# Shop Projects



## Muskt (Jan 8, 2017)

Gunrunner you need to order a set of these for the Z axis hand crank. Bill did you just spit coffee on your monitor? :rofl:

View attachment 253356


----------



## davidh (Jan 12, 2017)

you may need to contact a "motor shop" with the pictures or the motor. . .  and for your big sanding belt pulley, i would accurately glue on a layer of heavy duty felt, the little crown'd wheel that you will use does not need the felt.    other stuff is pretty neat.  
fun eh ?


----------



## jpfabricator (Jan 12, 2017)

You need to wire it for the ccw rotation.

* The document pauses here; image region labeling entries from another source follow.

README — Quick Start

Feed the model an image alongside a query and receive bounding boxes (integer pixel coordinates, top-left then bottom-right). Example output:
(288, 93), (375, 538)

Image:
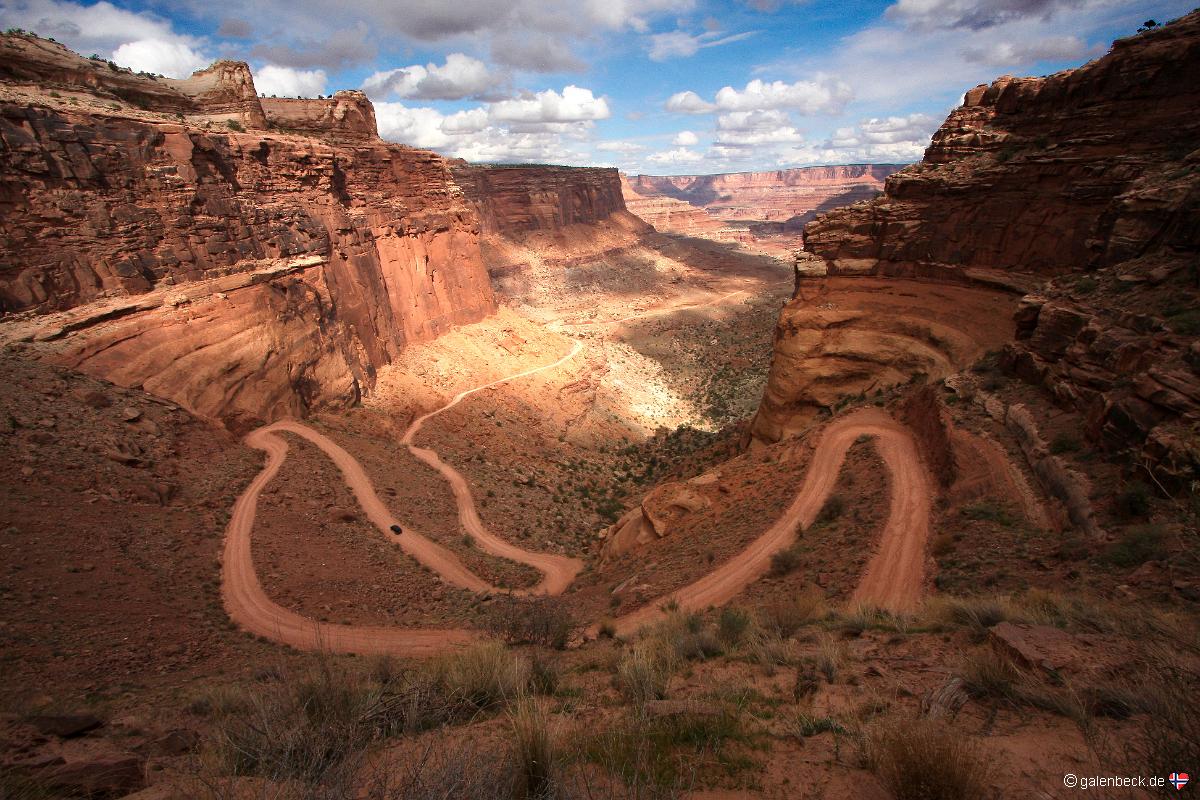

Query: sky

(0, 0), (1196, 175)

Under the junction box that the wiring harness goes into will be a series of screw terminals and wires. Make sure the wires are in the proper location per the ccw schematic.
Can you post a picture of your switch please.

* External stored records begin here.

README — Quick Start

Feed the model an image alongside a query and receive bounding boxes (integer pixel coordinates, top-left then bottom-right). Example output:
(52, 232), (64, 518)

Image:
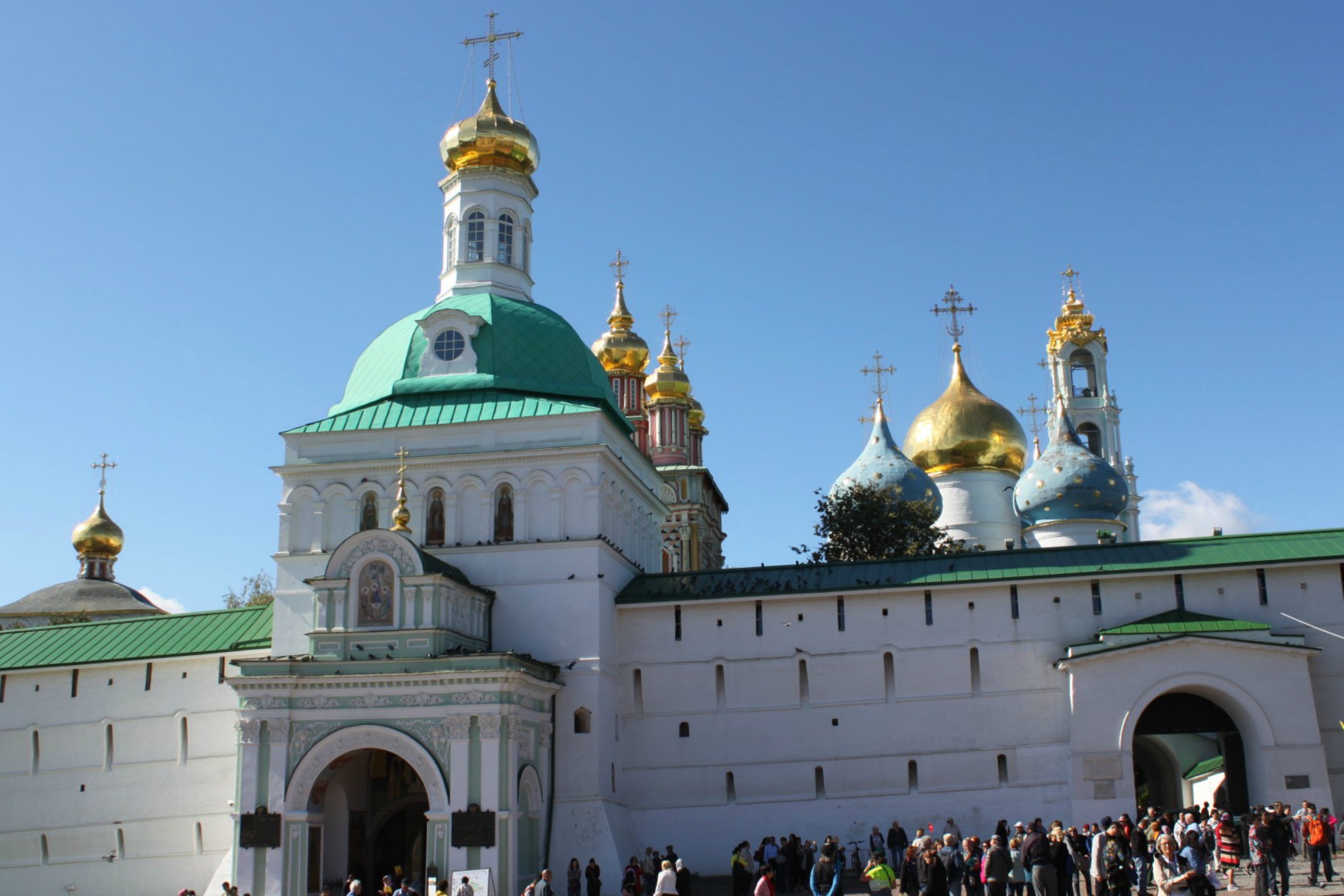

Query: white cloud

(1139, 480), (1259, 538)
(136, 589), (187, 613)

Sent from my SM-S320VL using Tapatalk


----------



## Muskt (Jan 12, 2017)

Thanks for the responses.
CCW makes sense, now.  I did some Googling & discovered that the rotation is labeled looking from the shaft end.  (You cannot believe how difficult that info was to locate.)

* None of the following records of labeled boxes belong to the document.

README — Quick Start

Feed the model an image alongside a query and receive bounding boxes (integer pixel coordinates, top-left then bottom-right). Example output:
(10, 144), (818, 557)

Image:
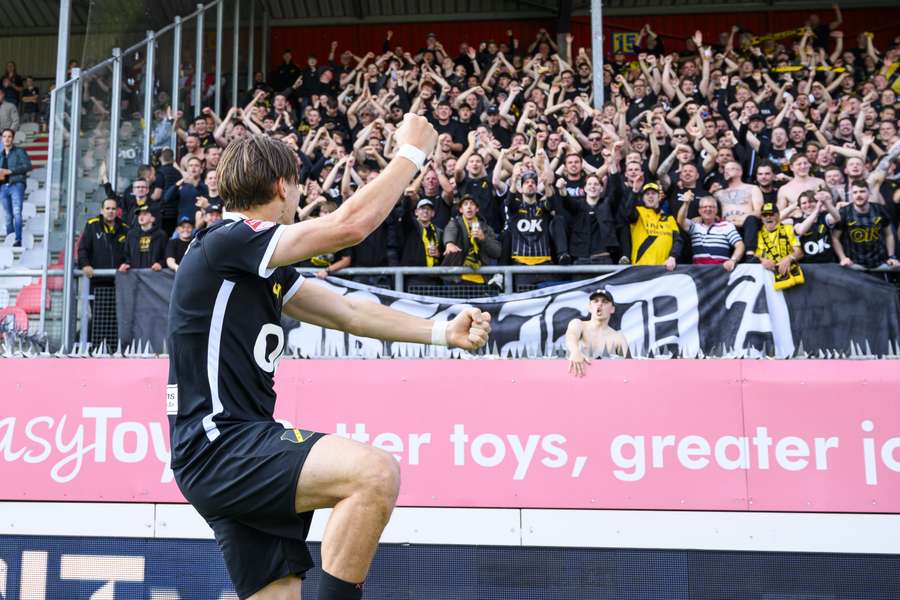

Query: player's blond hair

(216, 134), (300, 211)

The wire in the photo has not been changed since I removed it from the lathe.  The motor ran both CW & CCW when removed.  So, my question remains, which of those 4 wires should the power be connected to for CCW rotation?  The placarding on the motor doesn't tell ME anything useful.  I am essentially electrically illiterate.  As a retired pilot, I can follow instructions & checklists very well--I just don't seem to have any to follow.

The switch I plan to use looks exactly like a standard light switch in a house with one big difference.  It is DOUBLE POLE--SINGLE THROW.

Thanks again,
Jerry in Delaware


----------